A advogada Kezban Hatemi, comprometida na defesa dos interesses das minorias, entre elas a católica, afirmou: “Este é um primeiro passo na história da República turca e um fato muito significativo. É o restabelecimento de um direito. Uma medida requerida pelo Tratado de Lausanne, que faz os cidadãos não muçulmanos da Turquia se sentirem cidadãos com a mesma igualdade”.

Para o diretor da Secretaria para os Direitos Humanos da organização católica alemã Missio, Otmar Oehring, que há anos segue de perto a situação das minorias religiosas na Turquia, o decreto será um passo “valente e surpreendente" se for ratificado (Domradio, 30 de agosto).

O presidente da Conferência Episcopal da Turquia, Dom Ruggero Franceschini, também afirmou acolher a notícia “com alegria" (Radio Vaticano, 29 de agosto), embora a comunidade dos católicos latinos fique de fora das disposições do decreto.

Para os analistas, a decisão deve ser lida à luz das recentes condenações infligidas à Turquia pelo Tribunal Europeu dos Direitos Humanos. Após batalha começada em 2007, o tribunal com sede em Estrasburgo condenou o país, em junho de 2010,  a devolver o orfanato de Büyükada, na homônima ilha do Mar de Mármara, ao patriarcado ecumênico de Constantinopla. A sentença foi considerada de “grandíssima importância" (AsiaNews, 16 de junho de 2010), porque reconhecia o status jurídico do Patriarcado.

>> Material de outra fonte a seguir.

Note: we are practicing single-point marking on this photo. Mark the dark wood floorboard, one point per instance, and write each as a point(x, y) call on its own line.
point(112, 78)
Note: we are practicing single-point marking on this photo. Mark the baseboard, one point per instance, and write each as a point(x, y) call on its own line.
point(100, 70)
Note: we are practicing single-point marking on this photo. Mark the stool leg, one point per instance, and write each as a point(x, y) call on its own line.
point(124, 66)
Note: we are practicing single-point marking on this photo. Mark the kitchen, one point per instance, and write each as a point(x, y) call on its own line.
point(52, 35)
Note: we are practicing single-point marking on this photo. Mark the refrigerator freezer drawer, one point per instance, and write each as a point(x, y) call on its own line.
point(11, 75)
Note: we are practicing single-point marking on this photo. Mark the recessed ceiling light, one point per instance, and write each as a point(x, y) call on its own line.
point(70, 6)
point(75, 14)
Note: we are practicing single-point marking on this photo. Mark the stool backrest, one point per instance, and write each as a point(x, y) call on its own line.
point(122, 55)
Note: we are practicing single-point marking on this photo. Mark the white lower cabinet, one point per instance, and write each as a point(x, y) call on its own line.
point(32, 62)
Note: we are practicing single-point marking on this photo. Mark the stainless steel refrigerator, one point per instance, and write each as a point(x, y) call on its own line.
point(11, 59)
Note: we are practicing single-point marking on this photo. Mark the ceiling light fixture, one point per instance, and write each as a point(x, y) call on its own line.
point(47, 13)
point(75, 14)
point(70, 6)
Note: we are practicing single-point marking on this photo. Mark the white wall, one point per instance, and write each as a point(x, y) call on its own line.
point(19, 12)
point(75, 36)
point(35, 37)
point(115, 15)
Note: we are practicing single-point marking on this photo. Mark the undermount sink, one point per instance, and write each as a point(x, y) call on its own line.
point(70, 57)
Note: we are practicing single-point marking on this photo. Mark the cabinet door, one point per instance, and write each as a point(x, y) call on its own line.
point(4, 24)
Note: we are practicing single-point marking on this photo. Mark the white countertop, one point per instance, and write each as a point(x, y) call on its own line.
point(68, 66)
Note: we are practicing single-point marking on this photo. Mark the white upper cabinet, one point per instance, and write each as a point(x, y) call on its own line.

Não há que excluir que Erdogan – datado de uma grande intuição política – tenha querido julgar antecipadamente e impedir um recurso ao Tribunal de Estrasburgo por parte de outras entidades cristãs, por exemplo os monges do mosteiro sírio-ortodoxo de Mor Gabriel. Além de perder uma parte de suas terras, o mosteiro, situado no sudeste de Anatolia, corre risco de ter de derrubar os poderosos muros que o protegem de ataques e ladrões. “Não queremos mais belas palavras, mas atos”, declarou o metropolita Mor Timotheus Samuel Aktas, após um decepcionante encontro com Erdogan, celebrado no mês de abril (Domradio, 2 de junho).

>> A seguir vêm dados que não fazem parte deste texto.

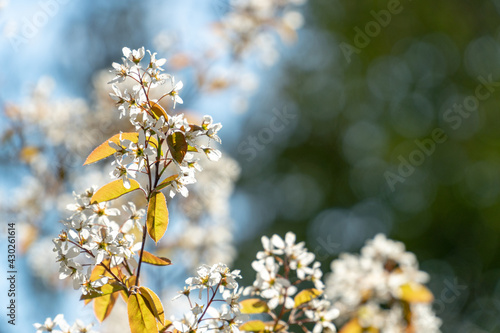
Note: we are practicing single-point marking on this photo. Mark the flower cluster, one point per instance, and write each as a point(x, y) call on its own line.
point(51, 325)
point(91, 237)
point(247, 25)
point(382, 290)
point(282, 268)
point(162, 138)
point(220, 285)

“Se o governo não tivesse tomado nenhuma iniciativa, a Turquia teria enfrentado severas sanções do Tribunal Europeu”, disse ao Today's Zaman o sociólogo Ayhan Aktar, autor de vários livros sobre as minorias em seu país. Além disso, se poderia considerar a negociação com Bruxelas sobre a entrada da Turquia na União Europeia. Em várias ocasiões, a UE pediu a Ancara passos para eliminar as discriminações pelas minorias. Em uma primeira reação, um porta-voz do Comissário para a ampliação da UE, Stefan Füle, falou de um passo “positivo e oportuno" (Domradio, 30 de agosto). "A Comissão europeia vigiará com atenção o cumprimento da nova lei, mantendo-se em contato tanto com as autoridades turcas como com as comunidades religiosas não muçulmanas”, acrescentou o porta-voz.

Um funcionário do governo grego mostrou-se mais cauteloso. “Houve ao menos cinco ocasiões em que se deram modificações na legislação atual desde que o AKP está no governo, mas não foram muito satisfatórias na prática”, disse o representante de Atenas, que preferiu se manter no anonimato (The New York Times, 28 de agosto). “Esperamos que desta vez as mudanças produzam verdadeiras transformações”, desejou.

No entanto, há rejeição da parte do presidente do Armenian National Committee of America (ANCA), Ken Hachikian. "96 anos depois do genocídio perpetrado contra os armênios, gregos e sírios, este decreto é uma cortina de fumaça para evitar consequências muito mais amplas desses atos brutais”, declarou (Asbarez Armenian News, 28 de agosto). Segundo Hachikian, com o decreto voltará de fato “menos de 1% das igrejas e propriedades eclesiásticas confiscadas durante o genocídio armênio e nas décadas que o seguiram”. Segundo especialistas da Igreja armênia, dos mais de 2.000 lugares de culto armênios antes de 1915, menos de 40 funcionam hoje como igrejas.